Tackling both unemployment and waste, Silaigram transforms upcycled cloth into sustainable products while employing young women throughout rural India.
Wasudev AYC India 2019

When Wasudev was a teenager, he noticed his village in Vidarbha, Maharashtra struggling with rising unemployment and consumer waste. His family too struggled for economic security; some years his parents were unable to afford his school supplies. However, Wasudev noticed this reality was often worse for young girls in his community, frequently being forced to drop out of school when their families could no longer afford to pay their school fees.

Later that year, Wasudev participated in a high school exchange program that led him to the United States. After spending time without his family on the other side of the world, he discovered a newfound confidence and embraced his independence.

This confidence encouraged him to more thoughtfully play a role in his community, from mentoring younger kids to supporting his mother’s work in economic mobility for women living in rural communities like his own. Inspired by his mother, he discovered a shared passion for providing others the confidence and skills to be self-reliant and independent.


Still frustrated by the waste in his community, Wasudev had an idea. He brought together his mother and a close friend in the local garment industry to brainstorm how they could tackle not only unemployment, but also women’s rights and environmental protection.

At 19, Wasudev founded Silaigram, a social impact startup aiming to provide sustainable livelihoods in rural parts of India. Today, Silaigram has upcycled over a thousand kilos of textile waste taken from nearby garment factories, rerouting the waste from where it would have ended up: the ocean or a landfill.

Instead, the team invites women in rural communities to earn independent livelihoods, many of whom are often excluded from formal economic opportunities. Exploring their own artisan craft and creativity, the design team, now made up of a few dozen women, transforms the upcycled cloth into jholas, kurtis, and other clothing and accessories. The sustainable products are then sold online.

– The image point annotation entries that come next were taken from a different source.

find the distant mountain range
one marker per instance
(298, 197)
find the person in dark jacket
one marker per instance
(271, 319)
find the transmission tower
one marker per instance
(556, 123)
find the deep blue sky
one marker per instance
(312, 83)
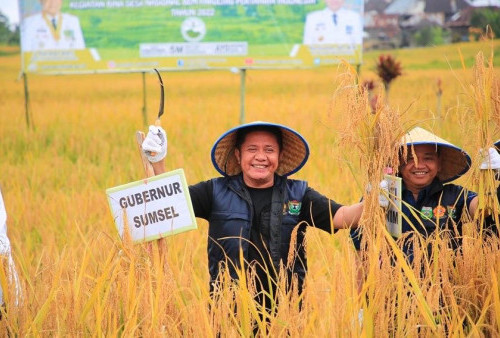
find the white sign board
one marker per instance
(393, 214)
(154, 208)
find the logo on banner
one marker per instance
(193, 29)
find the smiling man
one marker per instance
(254, 210)
(50, 29)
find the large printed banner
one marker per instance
(81, 36)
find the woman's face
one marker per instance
(51, 7)
(259, 158)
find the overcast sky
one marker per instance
(10, 8)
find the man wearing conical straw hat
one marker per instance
(254, 207)
(428, 201)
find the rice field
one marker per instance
(79, 279)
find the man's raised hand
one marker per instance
(154, 145)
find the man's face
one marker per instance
(334, 5)
(259, 158)
(51, 7)
(418, 172)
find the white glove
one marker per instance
(154, 145)
(383, 199)
(491, 159)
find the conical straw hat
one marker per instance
(294, 153)
(454, 161)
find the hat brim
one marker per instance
(455, 162)
(294, 153)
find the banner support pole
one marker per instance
(242, 94)
(26, 100)
(144, 104)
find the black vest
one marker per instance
(231, 221)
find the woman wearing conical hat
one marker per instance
(254, 207)
(428, 203)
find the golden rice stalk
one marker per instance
(484, 95)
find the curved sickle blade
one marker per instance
(162, 97)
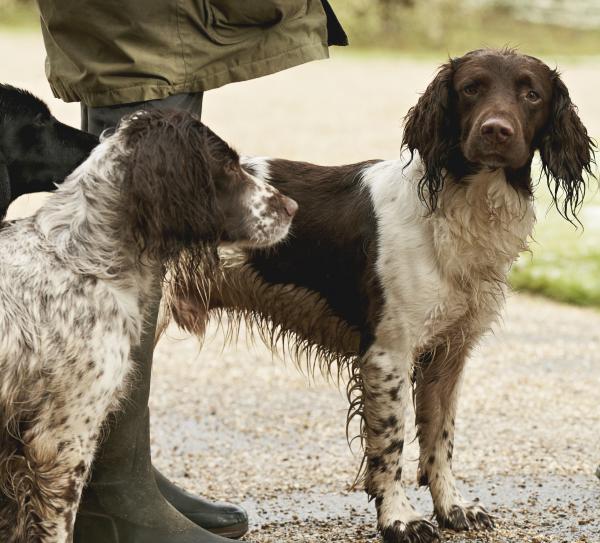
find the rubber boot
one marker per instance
(123, 502)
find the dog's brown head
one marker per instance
(184, 185)
(494, 109)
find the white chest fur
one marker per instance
(443, 270)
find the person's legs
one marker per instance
(127, 500)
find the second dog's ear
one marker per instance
(567, 152)
(172, 195)
(5, 194)
(428, 130)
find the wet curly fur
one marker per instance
(395, 269)
(75, 289)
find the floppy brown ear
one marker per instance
(567, 152)
(430, 130)
(170, 191)
(5, 194)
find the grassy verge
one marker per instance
(19, 18)
(564, 263)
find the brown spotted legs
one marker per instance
(385, 379)
(437, 375)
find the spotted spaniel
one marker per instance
(75, 279)
(398, 267)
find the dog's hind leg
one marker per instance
(48, 479)
(385, 380)
(437, 379)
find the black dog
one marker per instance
(36, 150)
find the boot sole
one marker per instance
(233, 531)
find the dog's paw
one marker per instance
(414, 531)
(466, 517)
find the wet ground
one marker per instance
(234, 423)
(237, 424)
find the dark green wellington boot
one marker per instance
(124, 501)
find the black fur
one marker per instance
(36, 150)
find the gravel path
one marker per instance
(234, 423)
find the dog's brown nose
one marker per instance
(497, 130)
(290, 206)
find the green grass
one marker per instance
(564, 263)
(19, 18)
(459, 29)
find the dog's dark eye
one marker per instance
(471, 90)
(39, 120)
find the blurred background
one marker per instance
(528, 441)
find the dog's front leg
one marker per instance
(385, 379)
(438, 373)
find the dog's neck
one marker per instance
(82, 223)
(482, 222)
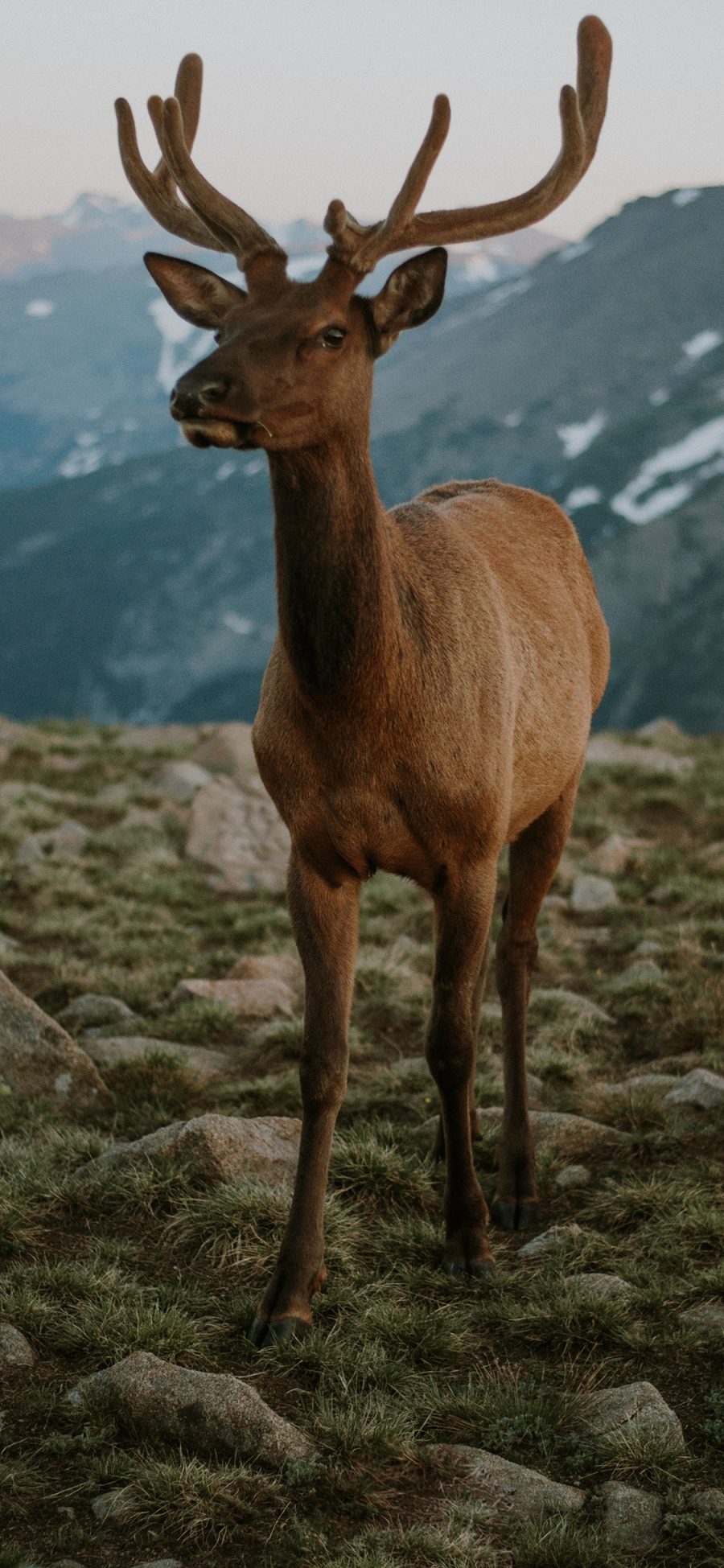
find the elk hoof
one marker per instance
(472, 1270)
(514, 1216)
(265, 1333)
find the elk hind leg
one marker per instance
(533, 861)
(463, 920)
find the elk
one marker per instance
(430, 692)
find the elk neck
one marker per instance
(339, 615)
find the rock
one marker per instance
(570, 1002)
(107, 1051)
(215, 1148)
(705, 1321)
(591, 894)
(641, 1082)
(254, 999)
(555, 900)
(616, 852)
(573, 1176)
(599, 1288)
(632, 1410)
(91, 1009)
(270, 966)
(632, 1518)
(710, 1503)
(160, 1562)
(701, 1087)
(36, 1056)
(60, 844)
(229, 750)
(203, 1410)
(241, 836)
(549, 1241)
(643, 973)
(14, 1351)
(660, 730)
(535, 1089)
(608, 751)
(181, 780)
(8, 949)
(512, 1490)
(562, 1133)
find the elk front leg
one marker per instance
(325, 922)
(463, 921)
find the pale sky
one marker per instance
(311, 99)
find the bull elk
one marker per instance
(430, 692)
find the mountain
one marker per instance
(91, 348)
(146, 590)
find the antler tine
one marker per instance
(582, 117)
(237, 233)
(361, 246)
(157, 188)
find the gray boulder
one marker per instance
(701, 1089)
(709, 1503)
(632, 1410)
(181, 780)
(599, 1288)
(246, 999)
(239, 834)
(36, 1056)
(591, 894)
(705, 1321)
(549, 1241)
(608, 751)
(215, 1148)
(204, 1410)
(632, 1518)
(14, 1351)
(60, 844)
(512, 1490)
(573, 1176)
(560, 1133)
(90, 1009)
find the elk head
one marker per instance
(294, 361)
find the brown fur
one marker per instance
(430, 692)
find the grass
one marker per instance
(400, 1356)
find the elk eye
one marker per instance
(332, 338)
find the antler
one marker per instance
(209, 218)
(582, 117)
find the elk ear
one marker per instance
(193, 292)
(411, 295)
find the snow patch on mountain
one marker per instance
(701, 449)
(702, 344)
(573, 251)
(175, 333)
(583, 496)
(577, 438)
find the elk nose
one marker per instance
(187, 401)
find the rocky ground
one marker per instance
(568, 1414)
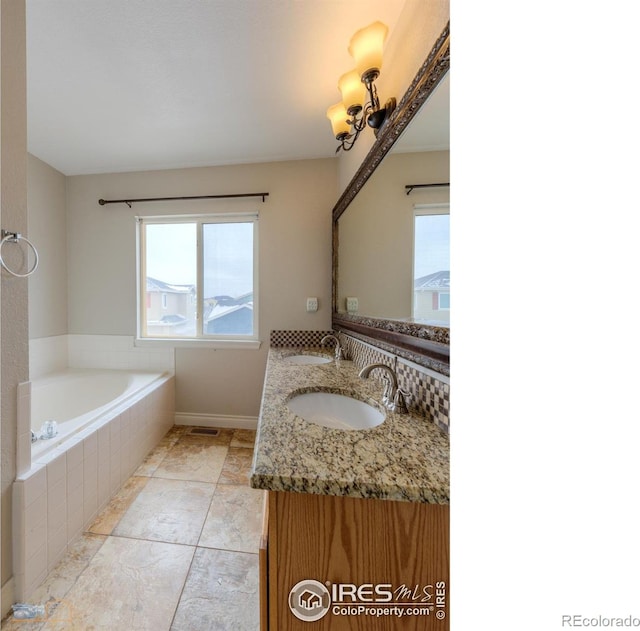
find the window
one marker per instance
(431, 264)
(198, 278)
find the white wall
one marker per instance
(46, 196)
(294, 250)
(13, 217)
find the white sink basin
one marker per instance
(337, 411)
(305, 360)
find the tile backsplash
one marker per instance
(428, 390)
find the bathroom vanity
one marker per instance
(356, 524)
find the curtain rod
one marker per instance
(128, 202)
(410, 187)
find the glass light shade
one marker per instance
(338, 116)
(366, 47)
(352, 89)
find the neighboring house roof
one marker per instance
(437, 280)
(229, 301)
(222, 311)
(153, 284)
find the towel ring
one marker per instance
(14, 237)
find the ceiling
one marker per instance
(128, 85)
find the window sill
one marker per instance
(199, 343)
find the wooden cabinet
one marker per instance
(374, 558)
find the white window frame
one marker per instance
(201, 339)
(440, 208)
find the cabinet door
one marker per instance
(263, 566)
(364, 556)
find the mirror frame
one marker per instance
(423, 344)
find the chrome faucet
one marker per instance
(393, 398)
(327, 338)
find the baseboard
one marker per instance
(216, 420)
(7, 597)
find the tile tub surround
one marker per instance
(131, 570)
(61, 494)
(404, 458)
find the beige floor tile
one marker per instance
(153, 460)
(234, 521)
(244, 438)
(221, 593)
(109, 517)
(172, 511)
(128, 585)
(237, 466)
(59, 582)
(193, 459)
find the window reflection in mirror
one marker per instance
(431, 299)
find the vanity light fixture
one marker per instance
(360, 104)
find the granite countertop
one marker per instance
(404, 458)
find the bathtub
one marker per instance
(78, 398)
(108, 421)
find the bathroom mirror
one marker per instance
(390, 325)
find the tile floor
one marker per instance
(176, 549)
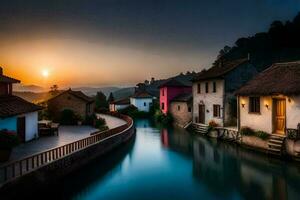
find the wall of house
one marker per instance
(293, 112)
(208, 99)
(169, 94)
(9, 123)
(262, 121)
(140, 103)
(66, 101)
(182, 116)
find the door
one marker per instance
(279, 116)
(21, 125)
(201, 113)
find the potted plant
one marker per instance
(8, 140)
(212, 131)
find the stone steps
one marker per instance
(275, 144)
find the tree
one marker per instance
(54, 90)
(111, 98)
(101, 101)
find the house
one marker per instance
(142, 101)
(271, 101)
(181, 109)
(213, 91)
(16, 114)
(171, 89)
(119, 104)
(76, 101)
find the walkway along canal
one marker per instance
(173, 164)
(56, 162)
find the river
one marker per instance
(172, 164)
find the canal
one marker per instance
(173, 164)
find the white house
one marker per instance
(271, 101)
(213, 91)
(119, 104)
(142, 100)
(16, 114)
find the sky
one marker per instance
(123, 42)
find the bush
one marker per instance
(8, 139)
(68, 117)
(247, 131)
(262, 135)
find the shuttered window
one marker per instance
(254, 104)
(199, 88)
(217, 110)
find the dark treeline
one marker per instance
(280, 44)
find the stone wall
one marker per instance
(180, 113)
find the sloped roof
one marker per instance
(12, 105)
(125, 101)
(172, 82)
(280, 78)
(186, 97)
(220, 69)
(142, 94)
(77, 94)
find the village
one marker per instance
(240, 111)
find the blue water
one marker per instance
(173, 164)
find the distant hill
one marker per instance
(281, 43)
(28, 88)
(34, 97)
(92, 91)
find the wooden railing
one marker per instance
(31, 163)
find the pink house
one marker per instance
(169, 90)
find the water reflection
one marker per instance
(229, 171)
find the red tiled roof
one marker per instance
(280, 78)
(219, 70)
(13, 105)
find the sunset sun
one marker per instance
(45, 73)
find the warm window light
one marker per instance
(45, 73)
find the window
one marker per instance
(214, 87)
(198, 88)
(217, 110)
(254, 104)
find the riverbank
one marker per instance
(57, 162)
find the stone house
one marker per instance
(271, 101)
(181, 109)
(81, 104)
(17, 114)
(169, 90)
(142, 101)
(119, 104)
(213, 91)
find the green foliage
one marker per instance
(280, 43)
(100, 101)
(8, 139)
(247, 131)
(262, 135)
(68, 117)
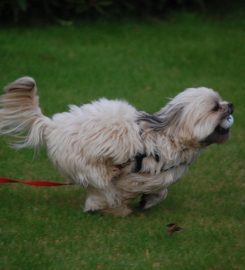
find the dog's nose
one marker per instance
(231, 107)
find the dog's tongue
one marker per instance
(227, 122)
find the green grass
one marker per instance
(143, 62)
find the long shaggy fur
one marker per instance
(115, 151)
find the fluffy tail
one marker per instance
(20, 115)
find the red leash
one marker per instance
(33, 183)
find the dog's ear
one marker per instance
(165, 119)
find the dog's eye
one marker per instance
(216, 107)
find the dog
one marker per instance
(113, 150)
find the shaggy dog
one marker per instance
(115, 151)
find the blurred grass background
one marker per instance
(144, 62)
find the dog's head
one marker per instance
(196, 115)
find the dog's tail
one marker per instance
(20, 115)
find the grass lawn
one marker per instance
(143, 62)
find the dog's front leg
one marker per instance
(107, 200)
(149, 200)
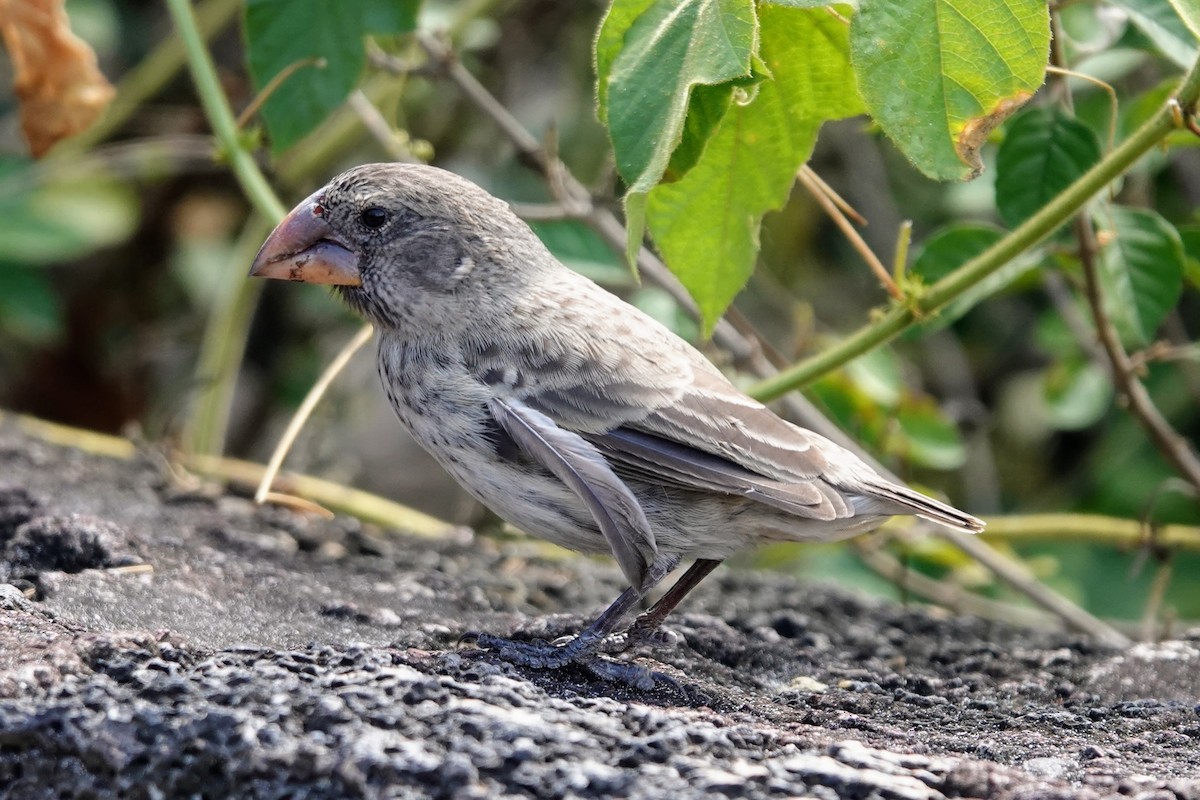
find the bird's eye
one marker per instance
(373, 217)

Wasudev recently stepped up to bring a youth voice in his local government, which has become especially important during the pandemic. He is serving on his Mayor’s response taskforce, building a tech platform and verified communication channels to bring together changemakers across social, business, media, and government sectors to work collaboratively on relief efforts.

As the only young person on the team, Wasudev is redefining the role of young people in local government. Back in his village, the women who are part of the Silaigram team have dedicated their time to producing cloth masks, which are later donated to first responders and essential workers in their community.